Research Forum Brief | September 2024 Articles

Keynote: Phi-3-Vision: A highly capable and “small” language vision model

Microsoft Research Team — Tue, 03 Sep 2024 19:02:03 +0000

Presented by Jianfeng Gao at Microsoft Research Forum, September 2024

“Microsoft’s mission is to empower every person and every organization on the planet to achieve more. If we want generative AI to be truly globally equitable—to reach everyone on the planet—we need to increase capacities while reducing costs.”
– Jianfeng Gao, Distinguished Scientist and Vice President, Microsoft Research Redmond

Microsoft research copilot experience What are the key innovations behind the Phi-3-Vision model that make it both highly capable and economical?

Transcript: Keynote

Phi-3-Vision: A highly capable and “small” language vision model

Jianfeng Gao, Distinguished Scientist and Vice President, Microsoft Research Redmond

This talk introduces Phi-3-Vision, an advanced and economical open-source multimodal model. As a member of the Phi-3 model family, Phi-3-Vision enhances language models by integrating multisensory skills, seamlessly combining language and vision capabilities.

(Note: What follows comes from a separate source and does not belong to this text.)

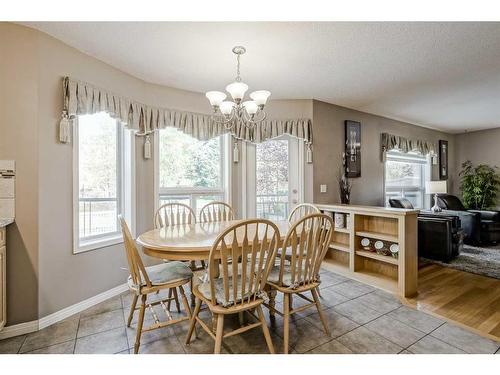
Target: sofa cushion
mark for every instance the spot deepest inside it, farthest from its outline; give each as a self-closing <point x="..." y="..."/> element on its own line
<point x="490" y="226"/>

Microsoft Research Forum, September 3, 2024

JIANFENG GAO: Hi. Welcome to Microsoft Research Forum. My name is Jianfeng Gao. I’m a distinguished scientist and vice president at Microsoft Research. Today, I’m going to talk about our latest AI foundation model, Phi-3-Vision, a highly capable and cost-effective open-source vision-language model. The model seamlessly combines language and vision capabilities, and the model weights are released to the public to allow everyone to develop better models on top of it.

First, let me use a few examples to show you what the model can do. A typical use case of a vision-language model is vision question answering, where the model is asked to answer questions regarding an input image. As illustrated in this example, the question—what is the tower building in the image?—requires an understanding of language, vision, and commonsense knowledge to answer. For example, the model needs to not only recognize the tower is the Space Needle but also know that it is one of the most recognizable landmarks in the city and offers panoramic views of Seattle and the surrounding area. Compared to popular language-vision models on the market, including those released by Microsoft, such as Kosmos, LLaVA, and Florence, Phi-3-Vision is not only much smaller but has much stronger understanding and reasoning capabilities, especially in non-natural image domains, such as tables, charts, and diagrams.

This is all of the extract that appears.